9.    Bij besluit van 11 april 2014 heeft het college omgevingsvergunning voor de bouw van de parkeergarage verleend. De parkeergarage is gerealiseerd in opdracht van de gemeente Katwijk. Bij uitspraak van de Afdeling van 20 april 2016, ECLI:NL:RVS:2016:1061, is de vergunning onherroepelijk geworpen.

10.    In 2014 zijn van januari tot en met maart werkzaamheden voor de kustversterking uitgevoerd en van april tot en met december voor de aanleg van de ondergrondse parkeergarage.

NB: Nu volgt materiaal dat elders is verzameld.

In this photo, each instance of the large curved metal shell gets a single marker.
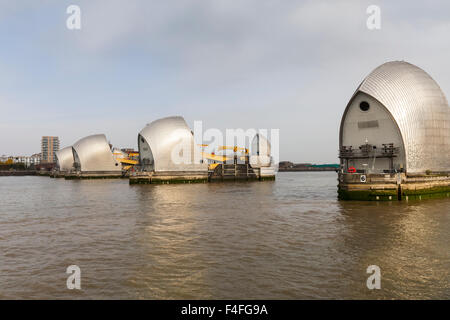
(64, 159)
(93, 154)
(419, 108)
(168, 144)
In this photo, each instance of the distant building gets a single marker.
(49, 146)
(28, 161)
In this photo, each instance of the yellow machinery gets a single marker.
(129, 162)
(223, 158)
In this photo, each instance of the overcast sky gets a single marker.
(290, 65)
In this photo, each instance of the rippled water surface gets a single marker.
(288, 239)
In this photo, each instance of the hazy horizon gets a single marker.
(290, 65)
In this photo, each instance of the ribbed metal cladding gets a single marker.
(94, 154)
(420, 109)
(65, 159)
(166, 137)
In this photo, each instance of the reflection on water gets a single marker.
(285, 239)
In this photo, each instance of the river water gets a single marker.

Advisering en besluitvorming

11.    In de Beleidsregels Nadeelcompensatie Kustwerk Katwijk, vastgesteld bij besluit van het college van 12 april 2016, is vermeld dat voor de afhandeling van na 12 februari 2016 ingediende verzoeken om schadevergoeding als gevolg van het project Kustwerk Katwijk wordt aangesloten bij de procedurele bepalingen van de Verordening Nadeelcompensatie Rijnland 2016.

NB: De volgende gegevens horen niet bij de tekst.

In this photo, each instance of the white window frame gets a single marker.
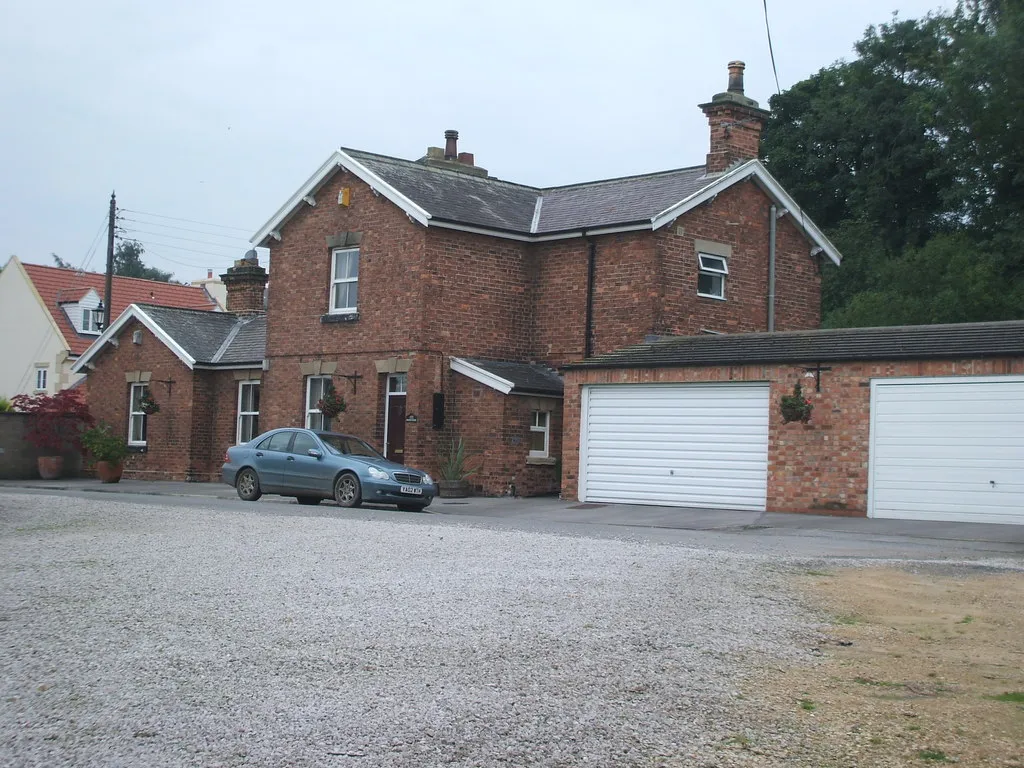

12.    Bij besluit van 5 september 2017 heeft het college onder verwijzing naar het advies van de onafhankelijke adviescommissie nadeelcompensatie Hoogheemraadschap van Rijnland en de gemeente Katwijk (hierna: de schadecommissie) van 13 juli 2017 de aanvraag van 26 april 2016 om nadeelcompensatie afgewezen. Dit besluit is onder verwijzing naar het advies van de bezwaarcommissie van 22 januari 2018 bij besluit van 30 januari 2018 gehandhaafd.

13.    Volgens de schadecommissie is er een voldoende rechtstreeks causaal verband tussen de werkzaamheden ter uitvoering van project Kustwerk Katwijk (de ondergrondse parkeergarage) en de door [appellante] in de periode van half april tot en met oktober 2014 geleden schade.

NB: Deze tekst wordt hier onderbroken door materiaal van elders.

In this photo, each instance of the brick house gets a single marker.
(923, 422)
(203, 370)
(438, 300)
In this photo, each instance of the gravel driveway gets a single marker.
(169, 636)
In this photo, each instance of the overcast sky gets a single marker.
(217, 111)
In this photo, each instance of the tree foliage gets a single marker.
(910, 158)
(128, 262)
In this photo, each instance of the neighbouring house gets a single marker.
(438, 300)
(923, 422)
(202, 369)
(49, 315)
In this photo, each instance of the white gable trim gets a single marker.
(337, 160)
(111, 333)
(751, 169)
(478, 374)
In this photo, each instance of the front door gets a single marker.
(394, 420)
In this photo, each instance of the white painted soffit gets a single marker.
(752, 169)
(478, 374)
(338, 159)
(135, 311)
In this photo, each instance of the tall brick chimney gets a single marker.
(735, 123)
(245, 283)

14.    De schadecommissie heeft geen aanleiding gezien [appellante] actieve risicoaanvaarding tegen te werpen.

15.    De schadecommissie heeft voor de beoordeling van de vergoedbaarheid van de uit de omzetderving voortvloeiende schade een drempel van 20% van de normomzet op jaarbasis gehanteerd. In de periode half april tot en met oktober 2014 heeft [appellante] een gederfde omzet van 14,8% van de normomzet op jaarbasis geleden. Omdat de gederfde omzet niet boven de drempel van 20% uitkomt, valt de schade binnen het normaal maatschappelijk risico.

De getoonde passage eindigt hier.